An Integrated Grid Interface of Electrode for Sodium-Ion Battery

Sodium-ion batteries (SIBs) attract the research interest of many scientists due to their cost-effectiveness, the abundance of natural sodium resources, and the great potential to replace metal lithium batteries. However, they also encounter substantial issues including sluggish ion kinetics, substantial volume changes, and interfacial instability during cycling. In this study, a GDY/SnO₂/GDY heterostructured anode is fabricated using a grid encapsulation strategy, where SnO₂ nanoparticles are dispersed within a framework of graphdiyne (GDY) nanowalls. The interconnected porous GDY simultaneously enables rapid ion diffusion kinetics and efficient electron transport while providing mechanical compliance to accommodate volume variations of SnO₂. Interestingly, the integrated GDY framework acts as a protective barrier against SnO₂ nanoparticle agglomeration and structural coarsening during electrochemical cycling, thereby substantially improving electrode longevity.
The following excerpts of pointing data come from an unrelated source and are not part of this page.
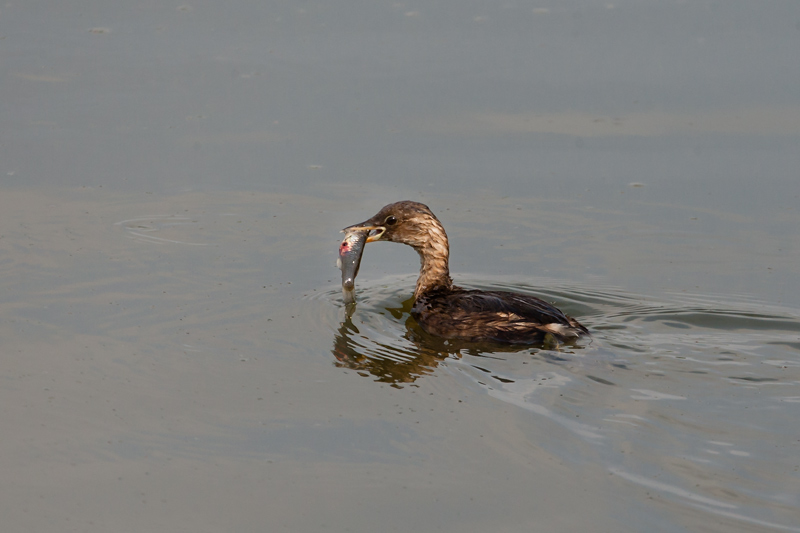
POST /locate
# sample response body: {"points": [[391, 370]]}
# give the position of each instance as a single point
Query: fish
{"points": [[350, 251]]}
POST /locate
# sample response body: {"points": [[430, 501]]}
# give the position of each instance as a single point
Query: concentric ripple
{"points": [[690, 379]]}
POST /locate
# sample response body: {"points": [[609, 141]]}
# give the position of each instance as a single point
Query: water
{"points": [[176, 355]]}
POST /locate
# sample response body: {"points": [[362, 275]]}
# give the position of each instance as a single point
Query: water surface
{"points": [[176, 355]]}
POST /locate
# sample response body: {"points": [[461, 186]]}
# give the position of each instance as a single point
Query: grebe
{"points": [[448, 311]]}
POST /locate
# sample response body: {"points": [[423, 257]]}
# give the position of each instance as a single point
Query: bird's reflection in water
{"points": [[393, 362]]}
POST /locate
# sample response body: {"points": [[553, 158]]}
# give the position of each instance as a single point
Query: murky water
{"points": [[175, 352]]}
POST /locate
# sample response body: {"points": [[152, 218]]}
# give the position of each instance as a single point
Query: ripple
{"points": [[143, 228], [674, 376]]}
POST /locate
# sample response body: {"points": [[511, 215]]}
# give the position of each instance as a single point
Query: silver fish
{"points": [[349, 260]]}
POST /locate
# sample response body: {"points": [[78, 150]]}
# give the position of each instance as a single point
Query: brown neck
{"points": [[434, 271]]}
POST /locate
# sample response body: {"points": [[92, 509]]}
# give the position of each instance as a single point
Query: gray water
{"points": [[175, 352]]}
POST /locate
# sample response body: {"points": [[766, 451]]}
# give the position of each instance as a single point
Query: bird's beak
{"points": [[375, 232]]}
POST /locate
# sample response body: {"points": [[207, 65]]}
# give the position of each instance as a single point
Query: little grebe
{"points": [[448, 311]]}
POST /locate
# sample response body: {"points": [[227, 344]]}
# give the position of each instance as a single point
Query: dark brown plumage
{"points": [[446, 310]]}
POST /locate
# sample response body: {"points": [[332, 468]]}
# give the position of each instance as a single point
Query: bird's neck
{"points": [[434, 256]]}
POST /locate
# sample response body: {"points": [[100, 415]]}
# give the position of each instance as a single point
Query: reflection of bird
{"points": [[446, 310]]}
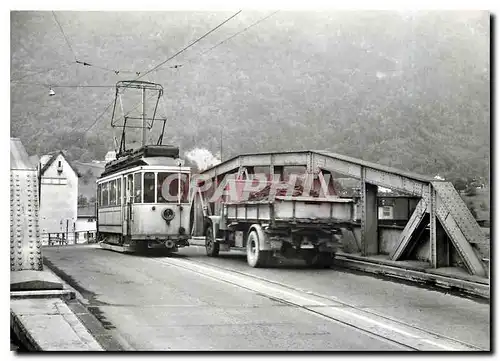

SIBs based on the GDY/SnO₂/GDY anode exhibit a stable specific capacity as high as 730 mAh g⁻¹ at 50 mA g⁻¹, remarkable rate capacity, and average specific capacity of 229.5 mAh g⁻¹ with ultralong stability for over 2750 cycles even at 5 A g⁻¹. This work highlights that the rational interface and structure design to realize rapid ion diffusion kinetics and resists volume changes of electrode material for high performance SIBs.